# Avaliação do potencial eólico em Cascais



## jonas_87 (11 Ago 2014 às 21:53)

Estudo bem interessante.



















http://projecto-cascais-igot.weebly...a-instalaccedilatildeo-de-micro-turbinas.html


----------



## CptRena (12 Ago 2014 às 00:47)

Mais uns ecos (meteorologicamente falsos) para o radar de Coruche


----------



## NunoC (14 Out 2014 às 12:56)

Muito interessante... É pena as pessoas competentes não estarem atentas aproveitarmos as coisas como devíamos aproveitar!


----------



## jonas_87 (14 Out 2014 às 14:15)

NunoC disse:


> Muito interessante... É pena as pessoas competentes não estarem atentas aproveitarmos as coisas como devíamos aproveitar!



Segundo me contaram ( um dos autores deste estudo), existe a hipótese de implementarem algumas turbinas eólicas ( com 20 mts de altura) em vários pontos do concelho, pelos menos o presidente da Câmara Municipal de Cascais ficou bastante agradado com o projecto, vamos ver.


----------



## StormRic (15 Out 2014 às 16:23)

jonas_87 disse:


> Segundo me contaram ( um dos autores deste estudo), existe a hipótese de implementarem algumas turbinas eólicas ( com 20 mts de altura) em vários pontos do concelho, pelos menos o presidente da Câmara Municipal de Cascais ficou bastante agradado com o projecto, vamos ver.

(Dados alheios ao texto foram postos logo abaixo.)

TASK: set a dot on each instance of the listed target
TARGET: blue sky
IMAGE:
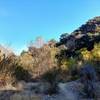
(23, 20)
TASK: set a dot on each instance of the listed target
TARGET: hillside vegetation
(55, 61)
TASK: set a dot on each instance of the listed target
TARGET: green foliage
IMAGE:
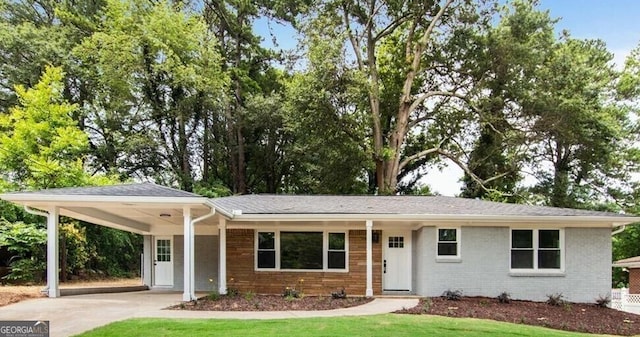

Não compreendo a necessidade de colocar no pequeno concelho de Cascais turbinas eólicas. Vão pô-las aonde? Só falta destruirem a paisagem da serra de Sintra, Peninha, Pedra Amarela, Pisão ou o pouco que resta do litoral "protegido" Biscaia, Guincho, Raso. Criminosa ideia. Pela forma como a Câmara de Cascais tem delapidado o que ainda há de verde no concelho (veja-se o projecto aprovado para a Mata dos Ingleses em Carcavelos, última mancha florestal junto ao litoral) espera-se tudo.
Será que os sucessivos incêndios na Biscaia e os "fogos preventivos" na encosta da Peninha/Malveira já têm algo a ver com isto?


----------



## StormRic (15 Out 2014 às 16:35)

jonas_87 disse:


> Segundo me contaram ( um dos autores deste estudo), existe a hipótese de implementarem algumas turbinas eólicas ( com 20 mts de altura) em vários pontos do concelho, pelos menos o presidente da Câmara Municipal de Cascais ficou bastante agradado com o projecto, vamos ver.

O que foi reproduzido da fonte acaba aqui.